One of the most common pieces of advice for parents who are telling their children about an upcoming divorce is that they should make sure that they stress to their children that the divorce is not their fault. In fact, that’s a message they may need to tell their children repeatedly. 

In one sense, parents can take this advice without digging into it too much. They want what is best for the children. If having that conversation helps, then they should have it. However, to really know why this conversation is needed, they may want to ask themselves why children even think that they would ever be responsible for their parents’ divorce in the first place. 
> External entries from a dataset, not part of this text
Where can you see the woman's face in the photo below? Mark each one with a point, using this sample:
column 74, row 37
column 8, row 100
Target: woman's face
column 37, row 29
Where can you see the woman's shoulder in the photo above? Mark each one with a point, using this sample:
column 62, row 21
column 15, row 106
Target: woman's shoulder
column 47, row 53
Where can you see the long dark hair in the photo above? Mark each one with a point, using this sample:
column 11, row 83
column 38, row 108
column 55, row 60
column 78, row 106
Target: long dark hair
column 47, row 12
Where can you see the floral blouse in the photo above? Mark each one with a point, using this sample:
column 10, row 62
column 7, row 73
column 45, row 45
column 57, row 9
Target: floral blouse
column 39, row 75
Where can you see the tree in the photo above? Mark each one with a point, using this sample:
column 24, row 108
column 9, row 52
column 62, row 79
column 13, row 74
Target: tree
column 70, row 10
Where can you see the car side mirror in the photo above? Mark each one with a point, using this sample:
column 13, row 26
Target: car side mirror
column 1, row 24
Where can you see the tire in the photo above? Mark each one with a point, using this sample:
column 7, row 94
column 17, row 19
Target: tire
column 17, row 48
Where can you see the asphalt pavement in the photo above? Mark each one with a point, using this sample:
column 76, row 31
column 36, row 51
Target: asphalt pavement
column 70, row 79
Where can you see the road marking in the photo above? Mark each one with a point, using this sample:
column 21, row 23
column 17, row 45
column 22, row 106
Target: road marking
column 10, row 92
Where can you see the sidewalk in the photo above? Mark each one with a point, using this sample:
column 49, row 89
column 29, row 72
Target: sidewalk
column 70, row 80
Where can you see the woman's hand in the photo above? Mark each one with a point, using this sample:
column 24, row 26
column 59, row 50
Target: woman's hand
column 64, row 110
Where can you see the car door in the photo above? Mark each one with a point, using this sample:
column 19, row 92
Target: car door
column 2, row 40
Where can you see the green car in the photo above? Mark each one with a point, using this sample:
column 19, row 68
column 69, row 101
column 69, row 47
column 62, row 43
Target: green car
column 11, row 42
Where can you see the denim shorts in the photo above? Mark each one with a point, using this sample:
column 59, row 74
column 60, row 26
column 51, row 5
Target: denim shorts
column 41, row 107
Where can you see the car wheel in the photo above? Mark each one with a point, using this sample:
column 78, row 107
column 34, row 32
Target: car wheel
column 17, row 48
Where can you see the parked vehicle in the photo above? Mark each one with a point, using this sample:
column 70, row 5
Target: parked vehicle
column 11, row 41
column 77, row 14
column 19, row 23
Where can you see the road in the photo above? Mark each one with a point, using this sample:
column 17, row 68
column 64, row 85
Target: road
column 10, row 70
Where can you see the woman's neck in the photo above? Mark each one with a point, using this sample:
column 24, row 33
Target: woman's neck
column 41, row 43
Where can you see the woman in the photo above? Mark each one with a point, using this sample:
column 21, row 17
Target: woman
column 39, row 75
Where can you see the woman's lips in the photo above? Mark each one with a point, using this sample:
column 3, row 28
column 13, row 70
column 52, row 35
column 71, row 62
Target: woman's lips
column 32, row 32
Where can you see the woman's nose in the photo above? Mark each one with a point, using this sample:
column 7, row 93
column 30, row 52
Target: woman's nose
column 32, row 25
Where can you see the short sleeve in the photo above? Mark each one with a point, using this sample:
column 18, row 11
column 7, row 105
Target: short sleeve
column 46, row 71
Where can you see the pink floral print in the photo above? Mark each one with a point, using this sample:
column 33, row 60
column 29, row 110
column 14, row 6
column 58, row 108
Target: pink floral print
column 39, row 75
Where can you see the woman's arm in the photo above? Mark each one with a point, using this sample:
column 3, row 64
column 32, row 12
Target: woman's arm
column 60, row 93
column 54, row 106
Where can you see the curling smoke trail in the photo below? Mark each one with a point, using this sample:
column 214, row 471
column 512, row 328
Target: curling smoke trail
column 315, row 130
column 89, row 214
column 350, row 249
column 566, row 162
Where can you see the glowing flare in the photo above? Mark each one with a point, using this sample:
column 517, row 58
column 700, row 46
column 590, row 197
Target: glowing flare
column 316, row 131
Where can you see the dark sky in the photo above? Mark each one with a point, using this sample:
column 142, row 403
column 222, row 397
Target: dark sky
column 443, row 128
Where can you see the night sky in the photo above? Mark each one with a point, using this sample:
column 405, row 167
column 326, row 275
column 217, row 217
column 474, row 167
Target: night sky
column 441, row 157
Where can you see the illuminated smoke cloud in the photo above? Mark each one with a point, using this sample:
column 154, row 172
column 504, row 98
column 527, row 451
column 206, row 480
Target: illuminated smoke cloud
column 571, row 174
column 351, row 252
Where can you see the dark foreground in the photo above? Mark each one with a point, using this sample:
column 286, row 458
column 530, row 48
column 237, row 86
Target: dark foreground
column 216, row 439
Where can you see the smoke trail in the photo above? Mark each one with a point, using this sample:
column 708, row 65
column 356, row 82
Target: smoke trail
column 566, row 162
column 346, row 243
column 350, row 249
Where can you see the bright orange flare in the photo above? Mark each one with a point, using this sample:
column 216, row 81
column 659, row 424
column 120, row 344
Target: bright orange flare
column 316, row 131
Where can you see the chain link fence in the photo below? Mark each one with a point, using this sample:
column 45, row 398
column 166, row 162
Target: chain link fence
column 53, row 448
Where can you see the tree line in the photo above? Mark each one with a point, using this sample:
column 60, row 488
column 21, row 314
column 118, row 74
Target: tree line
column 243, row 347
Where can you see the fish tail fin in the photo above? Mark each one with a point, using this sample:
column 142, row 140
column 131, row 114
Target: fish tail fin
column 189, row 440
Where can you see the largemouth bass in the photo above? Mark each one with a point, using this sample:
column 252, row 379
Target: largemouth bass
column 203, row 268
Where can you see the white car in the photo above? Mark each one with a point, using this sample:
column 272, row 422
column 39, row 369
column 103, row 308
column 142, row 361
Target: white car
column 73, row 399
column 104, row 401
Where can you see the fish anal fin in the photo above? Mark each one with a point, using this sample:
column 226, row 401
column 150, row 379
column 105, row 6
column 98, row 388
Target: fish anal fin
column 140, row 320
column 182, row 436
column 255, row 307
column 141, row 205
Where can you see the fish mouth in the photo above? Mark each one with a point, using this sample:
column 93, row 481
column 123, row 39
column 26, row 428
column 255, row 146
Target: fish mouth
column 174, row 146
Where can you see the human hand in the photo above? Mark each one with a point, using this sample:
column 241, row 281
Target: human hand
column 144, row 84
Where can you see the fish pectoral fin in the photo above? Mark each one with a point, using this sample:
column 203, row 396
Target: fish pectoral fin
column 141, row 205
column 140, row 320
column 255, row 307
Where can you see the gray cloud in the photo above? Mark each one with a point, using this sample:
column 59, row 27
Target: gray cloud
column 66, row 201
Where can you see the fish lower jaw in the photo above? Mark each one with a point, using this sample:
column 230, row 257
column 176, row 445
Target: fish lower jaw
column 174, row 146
In some cases, especially with very young children who have not yet learned how to think from anyone else’s perspective, the issue is that they think they cause nearly everything in their world. Essentially, in their young minds, the entire world revolves around them. This can lead to selfish behavior — which is what parents often see — but it can also lead to a self-blaming attitude. Children may just naturally assume everything bad that happens is their own fault — even when there is no evidence to support that idea.

In other cases, children just misinterpret the evidence. Maybe a young boy has an argument with his father. The next day, his father and mother tell him they’re getting divorced. He had nothing to do with their decision and his father hasn’t thought about the minor argument since it happened, but it’s still the biggest event in the boy’s life. He’s sure Dad leaving and the divorce is the result of that argument. 

Don’t expect your children to think logically about divorce. Instead, take the time to find out what you can do to help them with the divorce as much as possible. You can best do this through an effective parenting plan and a custody and visitation schedule that best supports their needs.